As settlement increased, a small village took form. The villagers asked the local schoolteacher, M.A. Griffin, to choose a name. Griffin suggested they call it Wendell, in honor of his favorite poet, Oliver Wendell Holmes. However, the townspeople pronounce each syllable with equal emphasis, not as the poet's middle name is said. The Town seal was adopted on April 4, 1963.

The first post office was built in 1891, and has been restored by the Wendell Historical Society.  The oldest institution in Wendell is Hephzibah Baptist Church, founded in 1809.  The first newspaper was the Wendell Clarion, founded in 1911, which was succeeded by the Gold Leaf Farmer and currently the Eastern Wake News.

Wendell has four buildings and two districts that are listed on the National Register of Historic Places. These are the Dr. Thomas H. Avera House, Harmony Plantation, Riley Hill School, Sunnyside, Wendell Boulevard Historic District, and the Wendell Commercial Historic District:.

Geography
According to the United States Census Bureau, the town has a total area of , all  land.

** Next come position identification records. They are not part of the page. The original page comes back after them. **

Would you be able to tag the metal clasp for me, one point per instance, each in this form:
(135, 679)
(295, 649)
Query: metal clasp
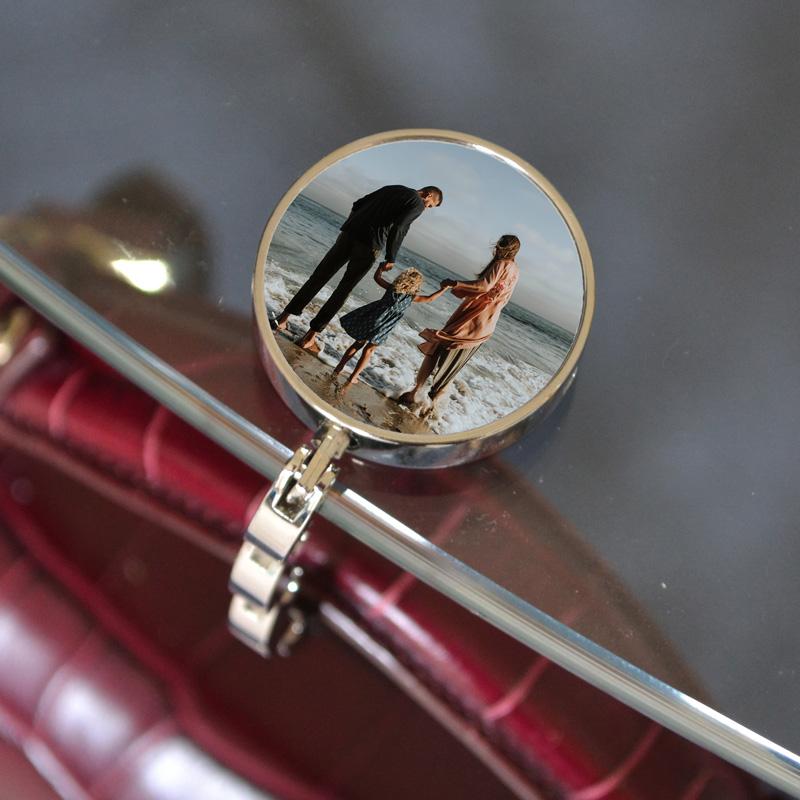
(264, 587)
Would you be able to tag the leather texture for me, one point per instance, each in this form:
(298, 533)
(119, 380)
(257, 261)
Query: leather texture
(118, 678)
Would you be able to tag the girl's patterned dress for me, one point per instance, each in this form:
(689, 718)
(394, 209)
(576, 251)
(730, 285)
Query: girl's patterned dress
(375, 321)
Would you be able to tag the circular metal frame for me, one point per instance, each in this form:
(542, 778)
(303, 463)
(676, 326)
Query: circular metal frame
(411, 449)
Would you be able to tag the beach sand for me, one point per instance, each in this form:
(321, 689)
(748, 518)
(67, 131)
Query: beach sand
(360, 401)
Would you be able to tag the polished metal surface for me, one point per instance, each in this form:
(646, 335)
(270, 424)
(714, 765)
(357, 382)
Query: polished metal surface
(671, 131)
(262, 582)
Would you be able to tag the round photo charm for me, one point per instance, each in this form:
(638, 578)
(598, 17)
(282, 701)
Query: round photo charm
(427, 291)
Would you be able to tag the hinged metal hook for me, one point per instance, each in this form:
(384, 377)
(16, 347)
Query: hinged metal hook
(264, 587)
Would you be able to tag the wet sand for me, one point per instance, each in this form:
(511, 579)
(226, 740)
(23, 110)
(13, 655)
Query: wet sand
(360, 401)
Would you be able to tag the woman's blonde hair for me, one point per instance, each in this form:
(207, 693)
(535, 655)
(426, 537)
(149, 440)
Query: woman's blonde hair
(505, 248)
(409, 281)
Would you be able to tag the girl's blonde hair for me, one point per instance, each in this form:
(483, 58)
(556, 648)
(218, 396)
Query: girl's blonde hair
(409, 281)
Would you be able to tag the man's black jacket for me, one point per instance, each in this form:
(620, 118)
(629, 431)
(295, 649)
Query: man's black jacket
(381, 218)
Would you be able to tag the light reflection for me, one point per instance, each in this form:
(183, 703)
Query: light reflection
(151, 275)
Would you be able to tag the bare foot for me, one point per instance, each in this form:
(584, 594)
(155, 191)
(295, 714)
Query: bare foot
(407, 399)
(308, 342)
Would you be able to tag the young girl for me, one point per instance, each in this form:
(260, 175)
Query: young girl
(370, 325)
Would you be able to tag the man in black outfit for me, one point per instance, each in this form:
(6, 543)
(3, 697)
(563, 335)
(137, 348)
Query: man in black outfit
(378, 221)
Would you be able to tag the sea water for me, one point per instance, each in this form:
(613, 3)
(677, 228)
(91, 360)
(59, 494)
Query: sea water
(517, 362)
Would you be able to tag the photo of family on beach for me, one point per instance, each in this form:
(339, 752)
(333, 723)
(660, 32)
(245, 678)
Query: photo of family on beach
(424, 307)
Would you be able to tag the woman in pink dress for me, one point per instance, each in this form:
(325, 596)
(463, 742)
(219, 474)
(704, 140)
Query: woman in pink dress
(448, 349)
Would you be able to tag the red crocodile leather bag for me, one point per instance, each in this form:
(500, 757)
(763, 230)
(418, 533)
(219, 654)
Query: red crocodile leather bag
(120, 680)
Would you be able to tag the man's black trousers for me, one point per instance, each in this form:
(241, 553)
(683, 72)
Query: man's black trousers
(359, 258)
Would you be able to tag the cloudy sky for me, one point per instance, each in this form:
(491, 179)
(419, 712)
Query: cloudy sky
(483, 199)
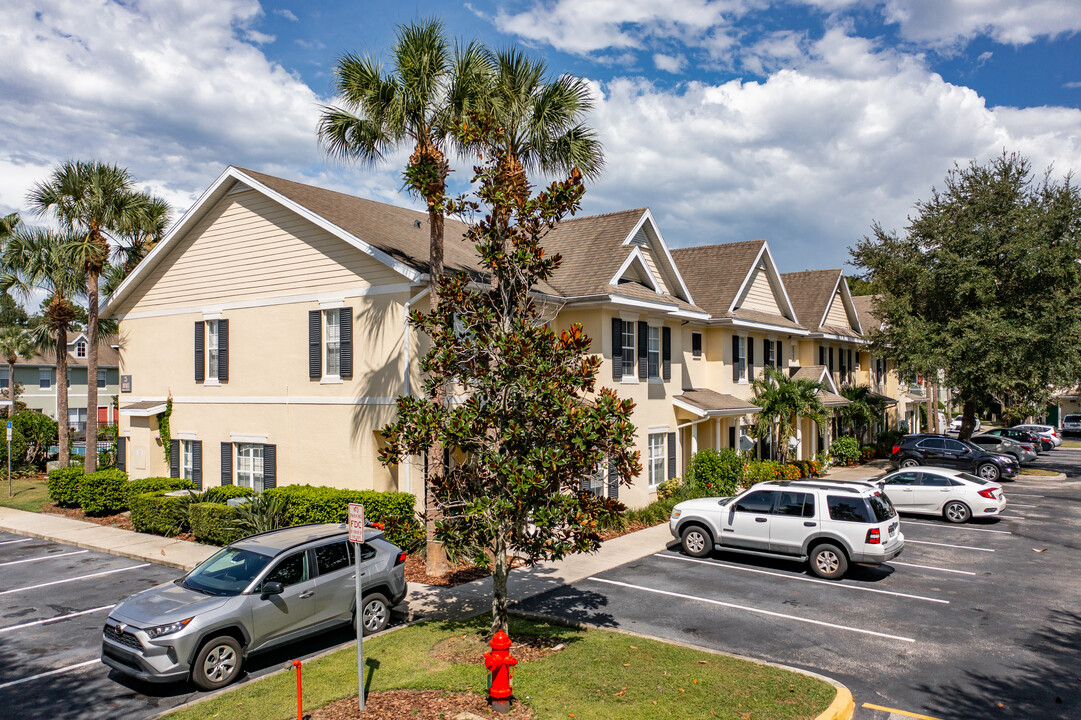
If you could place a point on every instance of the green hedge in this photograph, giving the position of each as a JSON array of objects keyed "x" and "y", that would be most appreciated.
[
  {"x": 395, "y": 510},
  {"x": 64, "y": 485},
  {"x": 213, "y": 522}
]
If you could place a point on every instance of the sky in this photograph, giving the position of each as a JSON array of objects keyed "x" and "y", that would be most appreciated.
[{"x": 801, "y": 122}]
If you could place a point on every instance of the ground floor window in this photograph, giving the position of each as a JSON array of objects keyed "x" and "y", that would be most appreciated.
[{"x": 250, "y": 466}]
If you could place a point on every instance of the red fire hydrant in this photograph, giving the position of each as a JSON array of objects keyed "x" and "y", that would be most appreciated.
[{"x": 498, "y": 663}]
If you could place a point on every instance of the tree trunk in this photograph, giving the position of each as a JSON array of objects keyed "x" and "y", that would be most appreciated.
[
  {"x": 62, "y": 420},
  {"x": 499, "y": 571},
  {"x": 91, "y": 464}
]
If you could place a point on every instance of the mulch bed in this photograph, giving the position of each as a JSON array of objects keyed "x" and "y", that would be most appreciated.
[{"x": 415, "y": 705}]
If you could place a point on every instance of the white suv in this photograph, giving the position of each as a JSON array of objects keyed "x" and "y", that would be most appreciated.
[{"x": 828, "y": 523}]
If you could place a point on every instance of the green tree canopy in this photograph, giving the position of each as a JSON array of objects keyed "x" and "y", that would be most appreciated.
[{"x": 984, "y": 284}]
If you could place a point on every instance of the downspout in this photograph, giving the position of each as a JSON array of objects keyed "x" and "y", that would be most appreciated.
[{"x": 405, "y": 373}]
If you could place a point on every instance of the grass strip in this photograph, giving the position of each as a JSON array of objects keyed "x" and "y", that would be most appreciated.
[{"x": 599, "y": 674}]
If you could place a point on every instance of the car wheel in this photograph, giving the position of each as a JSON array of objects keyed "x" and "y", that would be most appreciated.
[
  {"x": 828, "y": 561},
  {"x": 376, "y": 614},
  {"x": 956, "y": 511},
  {"x": 217, "y": 664},
  {"x": 696, "y": 542}
]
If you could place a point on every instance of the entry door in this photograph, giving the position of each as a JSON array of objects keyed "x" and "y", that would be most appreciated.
[{"x": 747, "y": 523}]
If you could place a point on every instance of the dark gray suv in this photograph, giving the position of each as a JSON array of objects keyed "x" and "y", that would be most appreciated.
[{"x": 257, "y": 594}]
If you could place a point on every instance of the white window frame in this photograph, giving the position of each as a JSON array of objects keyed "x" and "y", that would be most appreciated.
[
  {"x": 656, "y": 462},
  {"x": 248, "y": 465}
]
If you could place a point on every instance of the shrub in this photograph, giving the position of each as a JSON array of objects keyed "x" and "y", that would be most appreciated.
[
  {"x": 104, "y": 492},
  {"x": 64, "y": 485},
  {"x": 845, "y": 451},
  {"x": 214, "y": 522}
]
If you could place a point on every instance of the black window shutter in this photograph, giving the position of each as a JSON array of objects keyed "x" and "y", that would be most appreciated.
[
  {"x": 223, "y": 349},
  {"x": 345, "y": 337},
  {"x": 269, "y": 467},
  {"x": 226, "y": 463},
  {"x": 643, "y": 349},
  {"x": 200, "y": 355},
  {"x": 616, "y": 348},
  {"x": 315, "y": 344},
  {"x": 666, "y": 351},
  {"x": 174, "y": 458},
  {"x": 197, "y": 463}
]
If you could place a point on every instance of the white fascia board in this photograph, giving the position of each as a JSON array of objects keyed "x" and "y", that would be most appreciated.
[
  {"x": 211, "y": 195},
  {"x": 648, "y": 217}
]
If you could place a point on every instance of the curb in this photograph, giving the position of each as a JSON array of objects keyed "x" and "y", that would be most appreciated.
[{"x": 842, "y": 707}]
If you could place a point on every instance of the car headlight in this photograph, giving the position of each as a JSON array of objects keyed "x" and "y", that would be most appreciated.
[{"x": 168, "y": 629}]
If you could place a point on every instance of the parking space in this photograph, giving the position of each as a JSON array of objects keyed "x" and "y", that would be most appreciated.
[
  {"x": 975, "y": 621},
  {"x": 53, "y": 602}
]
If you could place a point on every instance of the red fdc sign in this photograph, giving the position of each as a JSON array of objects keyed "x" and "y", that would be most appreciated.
[{"x": 356, "y": 522}]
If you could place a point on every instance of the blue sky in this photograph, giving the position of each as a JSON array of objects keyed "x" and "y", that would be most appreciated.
[{"x": 797, "y": 121}]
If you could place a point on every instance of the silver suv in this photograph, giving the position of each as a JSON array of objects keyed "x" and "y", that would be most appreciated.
[
  {"x": 830, "y": 524},
  {"x": 259, "y": 592}
]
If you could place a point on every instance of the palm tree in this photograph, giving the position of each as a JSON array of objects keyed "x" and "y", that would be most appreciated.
[
  {"x": 94, "y": 201},
  {"x": 40, "y": 260},
  {"x": 784, "y": 400},
  {"x": 421, "y": 104},
  {"x": 14, "y": 343}
]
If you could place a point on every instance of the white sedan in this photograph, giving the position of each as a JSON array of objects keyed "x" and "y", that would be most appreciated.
[{"x": 953, "y": 494}]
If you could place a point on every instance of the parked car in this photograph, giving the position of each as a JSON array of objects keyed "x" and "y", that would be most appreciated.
[
  {"x": 1046, "y": 431},
  {"x": 829, "y": 524},
  {"x": 1023, "y": 452},
  {"x": 1041, "y": 444},
  {"x": 953, "y": 494},
  {"x": 943, "y": 451},
  {"x": 259, "y": 592},
  {"x": 956, "y": 425}
]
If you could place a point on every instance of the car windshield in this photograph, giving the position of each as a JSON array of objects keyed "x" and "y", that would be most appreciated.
[{"x": 228, "y": 572}]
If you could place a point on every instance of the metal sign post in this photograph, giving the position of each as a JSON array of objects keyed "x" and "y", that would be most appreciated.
[{"x": 357, "y": 537}]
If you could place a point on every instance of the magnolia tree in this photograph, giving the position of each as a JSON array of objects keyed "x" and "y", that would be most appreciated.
[{"x": 532, "y": 424}]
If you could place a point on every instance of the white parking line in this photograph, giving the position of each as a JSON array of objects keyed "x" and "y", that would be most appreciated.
[
  {"x": 59, "y": 670},
  {"x": 71, "y": 580},
  {"x": 750, "y": 610},
  {"x": 55, "y": 620},
  {"x": 944, "y": 570},
  {"x": 800, "y": 577},
  {"x": 962, "y": 547},
  {"x": 44, "y": 557},
  {"x": 935, "y": 524}
]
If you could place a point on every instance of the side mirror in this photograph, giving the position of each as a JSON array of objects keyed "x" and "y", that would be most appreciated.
[{"x": 270, "y": 588}]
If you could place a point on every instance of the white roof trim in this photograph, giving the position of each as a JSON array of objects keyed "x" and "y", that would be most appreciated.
[
  {"x": 636, "y": 253},
  {"x": 211, "y": 195}
]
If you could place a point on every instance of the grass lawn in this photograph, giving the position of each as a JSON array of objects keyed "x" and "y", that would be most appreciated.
[
  {"x": 599, "y": 674},
  {"x": 27, "y": 493}
]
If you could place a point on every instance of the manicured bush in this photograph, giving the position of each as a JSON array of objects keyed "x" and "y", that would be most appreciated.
[
  {"x": 213, "y": 522},
  {"x": 64, "y": 485},
  {"x": 844, "y": 451},
  {"x": 104, "y": 492},
  {"x": 716, "y": 470},
  {"x": 155, "y": 512}
]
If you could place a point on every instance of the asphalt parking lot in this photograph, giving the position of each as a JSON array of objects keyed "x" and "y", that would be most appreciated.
[
  {"x": 971, "y": 622},
  {"x": 53, "y": 602}
]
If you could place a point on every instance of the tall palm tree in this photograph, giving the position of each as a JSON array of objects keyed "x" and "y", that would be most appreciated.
[
  {"x": 40, "y": 260},
  {"x": 15, "y": 343},
  {"x": 784, "y": 400},
  {"x": 95, "y": 202},
  {"x": 419, "y": 104}
]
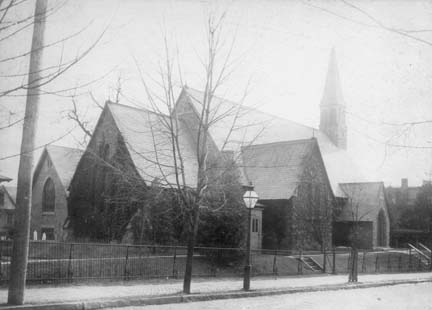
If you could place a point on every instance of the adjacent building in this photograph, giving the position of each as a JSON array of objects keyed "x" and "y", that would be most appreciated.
[{"x": 51, "y": 179}]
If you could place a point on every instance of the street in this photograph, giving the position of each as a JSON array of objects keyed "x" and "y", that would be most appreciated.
[{"x": 408, "y": 296}]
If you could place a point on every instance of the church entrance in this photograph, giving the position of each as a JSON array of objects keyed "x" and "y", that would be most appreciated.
[{"x": 382, "y": 229}]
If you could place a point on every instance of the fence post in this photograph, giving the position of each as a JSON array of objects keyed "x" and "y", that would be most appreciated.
[
  {"x": 300, "y": 263},
  {"x": 126, "y": 260},
  {"x": 376, "y": 263},
  {"x": 364, "y": 262},
  {"x": 400, "y": 262},
  {"x": 389, "y": 262},
  {"x": 349, "y": 262},
  {"x": 175, "y": 272},
  {"x": 430, "y": 261},
  {"x": 409, "y": 261},
  {"x": 70, "y": 273},
  {"x": 334, "y": 261},
  {"x": 1, "y": 250},
  {"x": 419, "y": 264},
  {"x": 275, "y": 271},
  {"x": 324, "y": 260}
]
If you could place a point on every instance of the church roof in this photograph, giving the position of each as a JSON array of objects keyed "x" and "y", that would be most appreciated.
[
  {"x": 11, "y": 192},
  {"x": 276, "y": 168},
  {"x": 64, "y": 160},
  {"x": 364, "y": 199},
  {"x": 148, "y": 141},
  {"x": 240, "y": 126}
]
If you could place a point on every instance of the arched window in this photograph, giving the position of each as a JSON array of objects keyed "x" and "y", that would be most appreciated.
[{"x": 48, "y": 196}]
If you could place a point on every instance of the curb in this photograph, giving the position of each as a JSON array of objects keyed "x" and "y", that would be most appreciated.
[{"x": 171, "y": 299}]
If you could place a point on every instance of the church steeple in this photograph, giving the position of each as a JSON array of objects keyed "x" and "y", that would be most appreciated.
[{"x": 332, "y": 120}]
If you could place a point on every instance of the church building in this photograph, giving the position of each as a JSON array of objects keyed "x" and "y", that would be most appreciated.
[{"x": 298, "y": 171}]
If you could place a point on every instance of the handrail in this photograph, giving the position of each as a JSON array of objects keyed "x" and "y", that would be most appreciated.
[
  {"x": 419, "y": 252},
  {"x": 424, "y": 247}
]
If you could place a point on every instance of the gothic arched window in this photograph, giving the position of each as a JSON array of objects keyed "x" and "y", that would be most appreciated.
[{"x": 48, "y": 196}]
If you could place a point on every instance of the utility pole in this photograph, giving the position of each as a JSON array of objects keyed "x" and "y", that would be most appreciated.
[{"x": 20, "y": 250}]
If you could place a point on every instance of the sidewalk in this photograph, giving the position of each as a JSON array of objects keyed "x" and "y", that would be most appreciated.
[{"x": 97, "y": 296}]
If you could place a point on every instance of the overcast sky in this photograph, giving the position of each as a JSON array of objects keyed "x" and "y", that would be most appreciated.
[{"x": 281, "y": 51}]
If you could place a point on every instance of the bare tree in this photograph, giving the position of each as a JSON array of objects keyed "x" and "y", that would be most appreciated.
[
  {"x": 13, "y": 24},
  {"x": 192, "y": 187}
]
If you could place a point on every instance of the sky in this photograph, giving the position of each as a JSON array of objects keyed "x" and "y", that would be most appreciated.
[{"x": 280, "y": 55}]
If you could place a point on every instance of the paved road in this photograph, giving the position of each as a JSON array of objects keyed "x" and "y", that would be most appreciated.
[{"x": 408, "y": 296}]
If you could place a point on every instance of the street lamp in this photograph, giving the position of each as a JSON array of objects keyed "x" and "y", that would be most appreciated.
[{"x": 250, "y": 199}]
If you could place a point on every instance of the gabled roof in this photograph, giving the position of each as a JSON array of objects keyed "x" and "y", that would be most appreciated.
[
  {"x": 64, "y": 160},
  {"x": 276, "y": 168},
  {"x": 366, "y": 197},
  {"x": 149, "y": 143},
  {"x": 252, "y": 126}
]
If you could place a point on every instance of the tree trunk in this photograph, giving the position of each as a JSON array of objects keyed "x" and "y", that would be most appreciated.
[
  {"x": 193, "y": 230},
  {"x": 353, "y": 273},
  {"x": 23, "y": 201}
]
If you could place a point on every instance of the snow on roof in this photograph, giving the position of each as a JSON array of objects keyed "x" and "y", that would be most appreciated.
[
  {"x": 276, "y": 168},
  {"x": 149, "y": 143},
  {"x": 65, "y": 161},
  {"x": 239, "y": 126},
  {"x": 4, "y": 178}
]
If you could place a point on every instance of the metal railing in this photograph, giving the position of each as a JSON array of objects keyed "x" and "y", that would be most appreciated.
[{"x": 53, "y": 262}]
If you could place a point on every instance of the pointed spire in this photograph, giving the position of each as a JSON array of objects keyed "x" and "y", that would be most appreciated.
[
  {"x": 332, "y": 118},
  {"x": 332, "y": 91}
]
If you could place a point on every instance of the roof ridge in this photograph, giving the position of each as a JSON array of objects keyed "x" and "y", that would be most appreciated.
[
  {"x": 363, "y": 182},
  {"x": 64, "y": 147},
  {"x": 297, "y": 141},
  {"x": 110, "y": 103}
]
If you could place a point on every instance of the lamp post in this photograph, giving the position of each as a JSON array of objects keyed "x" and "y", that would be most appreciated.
[{"x": 250, "y": 199}]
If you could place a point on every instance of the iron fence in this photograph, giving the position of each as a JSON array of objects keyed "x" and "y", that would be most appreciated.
[{"x": 54, "y": 262}]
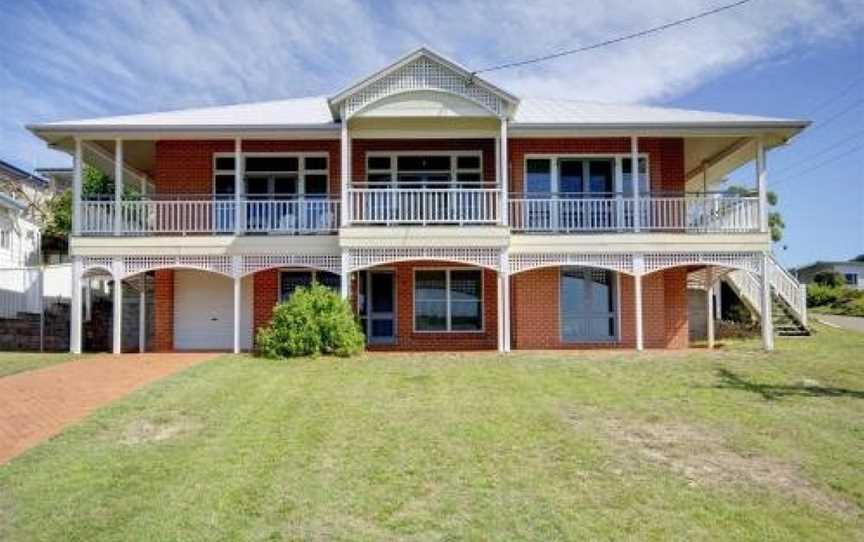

Wendell is located in the northeast-central region of North Carolina, where the Piedmont and Atlantic Coastal Plain regions meet. This area is known as the "Fall Line" because it marks the elevation inland at which rapids and small waterfalls begin to appear in creeks and rivers. Its central Piedmont location situates Wendell approximately two and a half hours (via car) west of Atlantic Beach, and four hours east of the Great Smoky Mountains.

Climate
Wendell enjoys a moderate subtropical climate, with moderate temperatures in the spring, fall, and winter. Summers are typically hot with high humidity. Winter highs generally range in the low 50s°F (10 to 13 °C) with lows in the low-to-mid 30s°F (-2 to 2 °C), although an occasional 60 °F (15 °C) or warmer winter day is not uncommon. Spring and fall days usually reach the low-to-mid 70s°F (low 20s°C), with lows at night in the lower 50s°F (10 to 14 °C). Summer daytime highs often reach the upper 80s to low 90s°F (29 to 35 °C). The rainiest months are July and August.

Government
Wendell's current mayor is Virginia Gray. She conducts Town Board of Commissioners meetings and only has a vote in the event of a tie. The administration of the town is conducted by the town manager. The board of commissioners includes Jason Joyner (Mayor Pro-tem), Joe DeLoach, Deans Eatman, Phil Tarnaski, and Jonathan M. Lutz.

Demographics

2020 census

As of the 2020 United States census, there were 9,793 people, 2,686 households, and 1,941 families residing in the town.

2010 census
As of the census of 2010, there were 5,845 people and 2,430 housing units. The population density was 1123.2 people per square mile. The racial makeup of the town was 58.1% White, 30.2% African American, 0.8% Native American, 0.9% Japanese, 0.01% Pacific Islander, 3.20% from other races, and 1.34% from two or more races. Hispanic or Latino of any race were 11.5% of the population.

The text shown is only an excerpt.